Pero a la vez resulta que, si se anula tal efecto, cualquier persona a la que se le retire el privilegio de no ser juzgada por sus crímenes recurrirá seguramente a la Suprema Corte de Justicia y a los tribunales internacionales que crea receptivos a sus demandas. Y planteará, en forma previsible, que si se estableció en 1986 que quedaba protegida de cualquier acción judicial a raíz de esos graves delitos, mediante una decisión parlamentaria aplicada por el Poder Ejecutivo y declarada constitucional por la propia Suprema Corte (como sucedió en 1988), tiene derechos adquiridos que no se le pueden quitar un cuarto de siglo después, aunque los actuales titulares de los tres poderes del Estado tengan una opinión distinta a la de sus predecesores.
En ese marco, parece que los efectos de la Ley de Caducidad son ilegítimos, pero también es ilegítimo anularlos: trampa-22.
Hay un problema similar en relación con las consultas populares realizadas en 1989 y 2009 acerca de la endiablada norma.
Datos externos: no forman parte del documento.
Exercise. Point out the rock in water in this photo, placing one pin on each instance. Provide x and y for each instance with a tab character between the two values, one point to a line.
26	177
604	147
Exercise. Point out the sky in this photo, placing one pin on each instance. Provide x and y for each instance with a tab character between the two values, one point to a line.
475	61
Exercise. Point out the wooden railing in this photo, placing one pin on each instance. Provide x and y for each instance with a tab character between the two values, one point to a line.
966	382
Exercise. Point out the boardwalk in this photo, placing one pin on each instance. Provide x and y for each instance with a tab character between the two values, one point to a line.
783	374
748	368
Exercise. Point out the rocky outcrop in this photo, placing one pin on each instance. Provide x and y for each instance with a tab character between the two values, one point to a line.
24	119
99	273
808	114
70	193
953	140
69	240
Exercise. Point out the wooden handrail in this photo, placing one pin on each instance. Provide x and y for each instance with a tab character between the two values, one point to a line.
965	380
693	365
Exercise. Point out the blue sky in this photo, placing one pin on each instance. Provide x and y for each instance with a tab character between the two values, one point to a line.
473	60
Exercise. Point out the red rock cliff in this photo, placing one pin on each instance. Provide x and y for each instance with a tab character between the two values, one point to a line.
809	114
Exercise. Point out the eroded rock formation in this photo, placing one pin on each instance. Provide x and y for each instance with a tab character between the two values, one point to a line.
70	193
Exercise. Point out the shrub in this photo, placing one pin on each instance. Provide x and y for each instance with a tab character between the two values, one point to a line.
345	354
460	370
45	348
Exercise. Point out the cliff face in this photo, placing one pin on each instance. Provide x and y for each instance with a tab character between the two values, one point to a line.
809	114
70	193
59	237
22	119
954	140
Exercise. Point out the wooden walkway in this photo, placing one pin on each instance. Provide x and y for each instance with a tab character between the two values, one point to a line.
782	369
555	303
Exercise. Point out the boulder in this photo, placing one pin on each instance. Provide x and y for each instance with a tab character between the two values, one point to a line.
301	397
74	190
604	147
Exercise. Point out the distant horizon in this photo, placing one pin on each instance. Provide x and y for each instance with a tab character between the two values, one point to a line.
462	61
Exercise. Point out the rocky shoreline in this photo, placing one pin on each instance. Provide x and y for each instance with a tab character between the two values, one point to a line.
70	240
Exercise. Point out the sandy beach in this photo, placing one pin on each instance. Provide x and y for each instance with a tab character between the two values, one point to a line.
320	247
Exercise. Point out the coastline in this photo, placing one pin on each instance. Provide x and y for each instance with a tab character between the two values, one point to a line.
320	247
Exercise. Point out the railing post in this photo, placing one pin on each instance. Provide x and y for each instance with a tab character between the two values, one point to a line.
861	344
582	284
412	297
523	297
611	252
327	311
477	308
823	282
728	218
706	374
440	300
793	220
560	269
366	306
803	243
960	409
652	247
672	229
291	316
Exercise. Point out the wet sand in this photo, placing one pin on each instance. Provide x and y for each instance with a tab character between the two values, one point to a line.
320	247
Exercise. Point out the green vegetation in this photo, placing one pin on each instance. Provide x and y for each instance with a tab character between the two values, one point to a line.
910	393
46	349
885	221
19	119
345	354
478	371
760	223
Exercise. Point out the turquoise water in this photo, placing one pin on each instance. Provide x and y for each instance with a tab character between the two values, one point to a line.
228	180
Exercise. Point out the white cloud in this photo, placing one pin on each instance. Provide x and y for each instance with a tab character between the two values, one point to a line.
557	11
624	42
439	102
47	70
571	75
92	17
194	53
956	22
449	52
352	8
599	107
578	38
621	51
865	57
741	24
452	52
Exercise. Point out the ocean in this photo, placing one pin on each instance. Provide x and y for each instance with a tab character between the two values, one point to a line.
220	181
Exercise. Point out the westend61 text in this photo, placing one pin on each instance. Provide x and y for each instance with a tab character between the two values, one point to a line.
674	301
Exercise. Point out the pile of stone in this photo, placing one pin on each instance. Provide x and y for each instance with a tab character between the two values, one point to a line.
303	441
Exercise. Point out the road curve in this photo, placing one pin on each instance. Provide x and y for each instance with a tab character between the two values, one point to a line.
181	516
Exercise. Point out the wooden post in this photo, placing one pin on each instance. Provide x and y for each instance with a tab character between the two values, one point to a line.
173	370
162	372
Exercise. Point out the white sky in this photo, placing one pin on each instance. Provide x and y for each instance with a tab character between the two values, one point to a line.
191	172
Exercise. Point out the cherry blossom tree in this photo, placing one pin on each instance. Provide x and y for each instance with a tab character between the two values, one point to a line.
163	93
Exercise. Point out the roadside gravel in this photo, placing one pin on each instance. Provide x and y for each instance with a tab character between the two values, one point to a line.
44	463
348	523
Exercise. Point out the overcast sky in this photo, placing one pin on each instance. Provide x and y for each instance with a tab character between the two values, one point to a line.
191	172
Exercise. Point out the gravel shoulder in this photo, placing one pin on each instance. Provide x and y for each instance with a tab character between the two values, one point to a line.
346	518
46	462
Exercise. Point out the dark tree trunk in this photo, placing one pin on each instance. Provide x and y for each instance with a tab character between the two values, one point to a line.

En las dos décadas que median entre ambas, y pese a que en las dos perdió, el Frente Amplio ha consolidado una práctica y una teoría que jerarquizan el pronunciamiento directo de la ciudadanía como recurso supremo para resolver dilemas político-institucionales. Pero esa praxis choca contra la premisa, enunciada y aplicada reiteradamente durante el mismo período, de que las mayorías ciudadanas no pueden anular el imperativo de defender el respeto a los derechos humanos, por razones éticas (que se explican solas) y también jurídicas (las que surgen claramente del derecho internacional aceptado por nuestro país, según nos lo ha recordado la Corte Interamericana que entiende en la materia).
Al impulsar aquellas consultas populares se realizaron enormes esfuerzos para revertir, con métodos democráticos, decisiones de los tres poderes del Estado que violentaban las bases mismas de la democracia. Ahora, cuando esos poderes reconocen que los promotores del referendo de 1989 y del plebiscito de 2009 tenían razón, parece que quienes defendieron la solución correcta nos condenaron a no poder aplicarla: trampa-22.
Como en el libro de Heller, la cuestión es insoluble desde dentro de la trampa. Por un motivo u otro, no parece aceptable ninguna forma de anular la impunidad, aunque tampoco sea aceptable mantenerla. El problema es acostumbrarse, como decía Alfredo Zitarrosa en “Guitarra negra”, al desuso de nuestra alma y “a la razón del enemigo”. Si asumimos que la trampa es trampa, nada parecerá tan difícil.